Banchieri in Europa, una poltrona che scotta

Il 2020 sarà ricordato come un anno rivoluzionario, in primis per come l’emergenza epidemiologica ha stravolto le nostre vite e ha indotto la società a rivedere i propri schemi.

Anche a livello finanziario le trasformazioni sono state notevoli e tra queste spicca l’ingente ribaltone all’interno delle banche europee. Come riporta un articolo del Sole 24 Ore a firma Alessandro Graziani, questo anni si è contraddistinto per i numerosi cambi al vertice (mai così tanti) da parte degli otto maggiori istituti europei. 

Partiamo dalla banca tedesca Commerzbank, dove i grandi fondi azionisti Usa guidati da Cerberus hanno costretto alle dimissioni sia il presidente Stefan Schmittmann che l’amministratore delegato Martin Zielke perché i due top manager si rifiutavano di incrementare il piano di taglio dei costi con conseguente riduzione del personale e delle filiali.

Ma il cambio ai vertici, come abbiamo detto all’inizio, ha riguardato diversi istituti del Vecchio Continente: i vertici delle due maggiori banche olandesi, Abn Amro e Ing, delle due svizzere, Ubs e Credit Suisse, di due colossi britannici Hsbc e Lloyds Bank e della francese Natixis.
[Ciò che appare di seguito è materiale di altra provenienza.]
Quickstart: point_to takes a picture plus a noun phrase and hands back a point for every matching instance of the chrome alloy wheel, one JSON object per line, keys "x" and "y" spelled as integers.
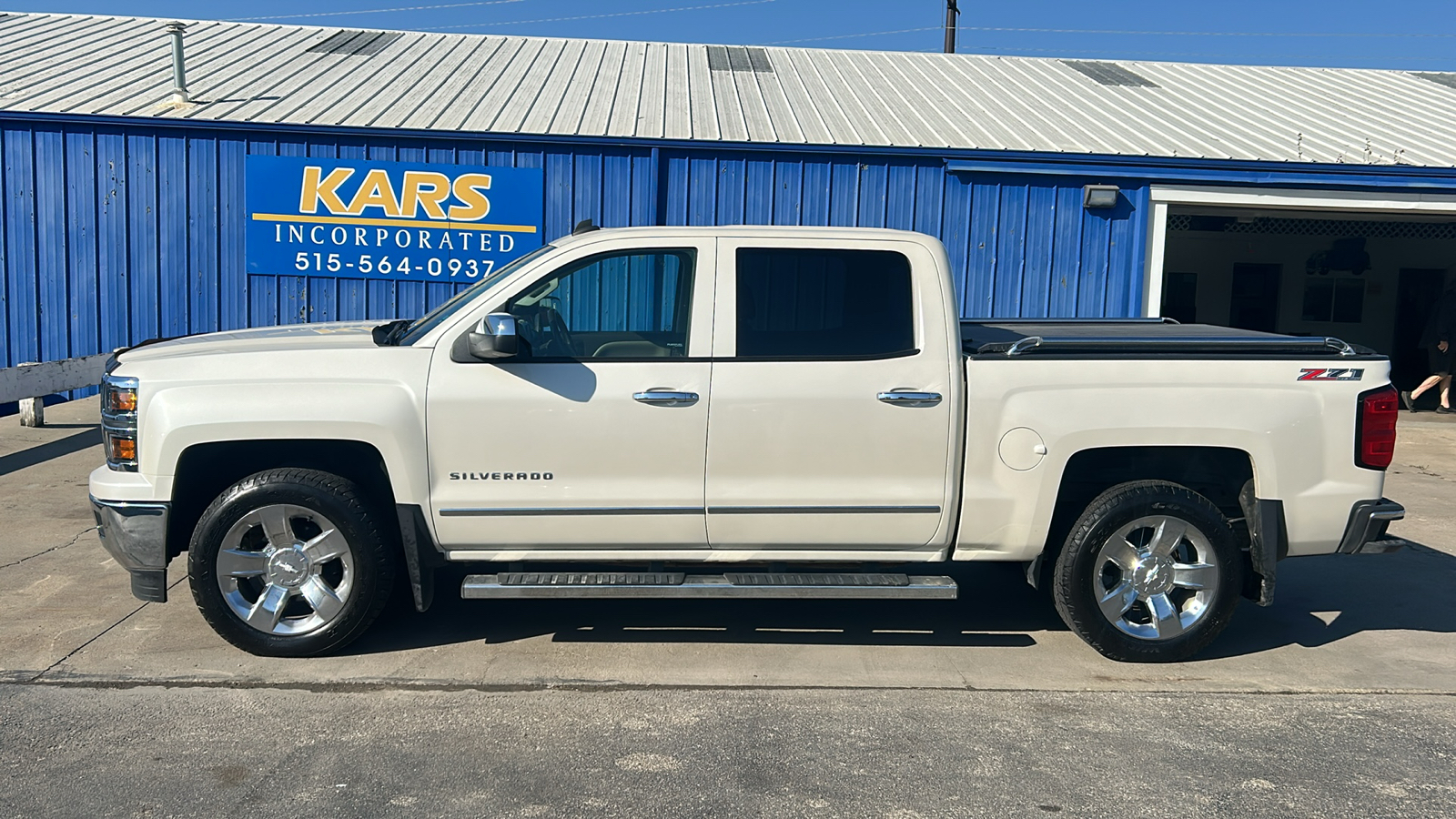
{"x": 1155, "y": 577}
{"x": 286, "y": 570}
E se si pensa che si sia giunti a tali cambi di poltrona a causa dell’esplosione della crisi indotta dalla pandemia del Covid 19, come afferma Il Sole 24 Ore, il fenomeno sembra avere però radici ben più profonde, dalla crisi di redditività del settore alla conseguente insoddisfazione degli azionisti.
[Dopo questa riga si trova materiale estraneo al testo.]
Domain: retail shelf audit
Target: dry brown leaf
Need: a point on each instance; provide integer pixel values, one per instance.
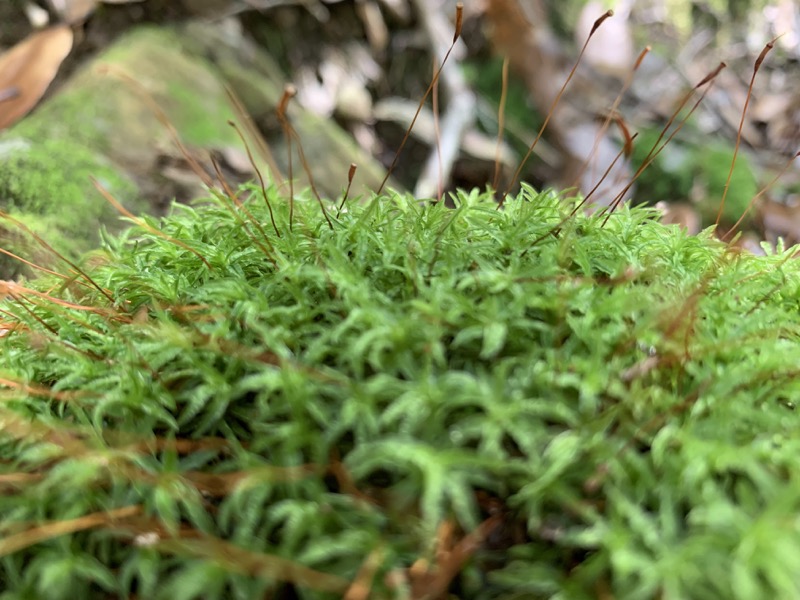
(29, 68)
(73, 11)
Commerzbank è infatti da anni alle prese “con un complesso piano di ristrutturazione, e presidente e ceo si sono dovuti arrendere al pressing degli investitori delusi dalla bassa redditività. I vertici avevano pianificato il taglio di 4.000 dipendenti entro il 2023 ipotizzando così di poter cogliere a fine piano un Roe del 4 per cento. Troppo poco, a giudizio degli azionisti che hanno chiesto – anche a seguito della crisi innescata dal Covid – di aumentare gli esuberi a 10.000 unità e di tagliare quasi la metà delle 1.000 filiali di Commerzbank in Germania”.

Analoghe motivazioni anche alla base del cambio di vertice della banca olandese Abn Amro, che ha chiuso in perdita per 400 milioni il primo semestre. In primavera il board ha deciso di sostituire il ceo Kees van Dijkhuizen con Robert Swaak che ha subito cambiato strategia e ha ridimensionato le attività di corporate e investment banking, chiudendo in Asia e Usa, e tagliando 800 dei 2.500 dipendenti della divisione”.

Hsbc a inizio anno ha annunciato “un piano di 35.000 esuberi a livello globale e che ha chiuso il primo semestre del 2020 con un crollo del 77% dei profitti e ora Noel Quinn, nuovo ceo nominato a marzo è atteso al varco del piano di tagli mentre crescono le richieste degli investitori per un break up delle attività Usa della banca”.

“Cambio del top management anche per Lloyds Bank, che ha annunciato l’uscita a fine anno del ceo António Horta-Osório dopo avere azzerato i profitti nel primo semestre dell’anno.” E qualcuno vocifera anche un probabile cambio al vertice di Barclays, anche se finora sono state smentite.

Passando in Francia, dove “le perdite sulle attività finanziarie in derivati sono costate il posto al ceo di Natixis Francois Riahi”, mentre per quanto riguarda i vertici delle due grandi banche svizzere, Credit Suisse e Ubs, “il rallentamento della redditività si è fatto sentire anche se le ragioni del ricambio sono un po’ diverse e legate più a fattori specifici di governance che hanno coinvolto anche i due chairman”, dichiara l’articolo.